Even so, there are more than enough competitive races to leave the overall outcome in doubt. The closest of them, judging from the polls, are in Virginia and Wisconsin, two states where Democrats are retiring. Also in Montana, where Democratic Sen. Jon Tester is in a struggle with Rep. Dennis Rehberg, and Massachusetts, where late-campaign polls suggest Republican Sen. Scott Brown is slipping in a race with Elizabeth Warren.
Nowhere is the influence of outside groups tested more than in Ohio, where Democratic Sen. Sherrod Brown has been hit with more than $30 million in televised attack ads, designed to deliver a victory for challenger Josh Mandel.
Not even Democrats claim they will pick up the 25 seats they need to win House control, a virtual concession that the tea party-infused majority that swept to power two years ago will remain. All 435 seats are on the ballot, although only about 60 are seriously contested.
About two dozen of those involve first-termers. One freshman, Rep. Allen West of Florida, has spent more than $13 million trying to return to Congress.

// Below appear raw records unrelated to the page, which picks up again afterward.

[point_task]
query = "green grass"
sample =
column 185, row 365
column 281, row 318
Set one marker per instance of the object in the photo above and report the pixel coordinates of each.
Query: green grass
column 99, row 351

Once-a-decade redistricting to take population changes into effect forced incumbents to face off in five races.
One of them gave the campaign a particularly memorable moment. That came in Los Angeles when Rep. Brad Sherman seized the shoulder of Rep. Howard Berman during a debate, yanked him toward his chest and shouted, "You want to get into this?" The two men – both Democrats – stood nose to nose before a sheriff's deputy moved between them.
"I should not have done that," Sherman said afterward. He is favored to win.
In gubernatorial races, Democratic retirements in Washington, Montana, North Carolina and New Hampshire created opportunities for Republican gains.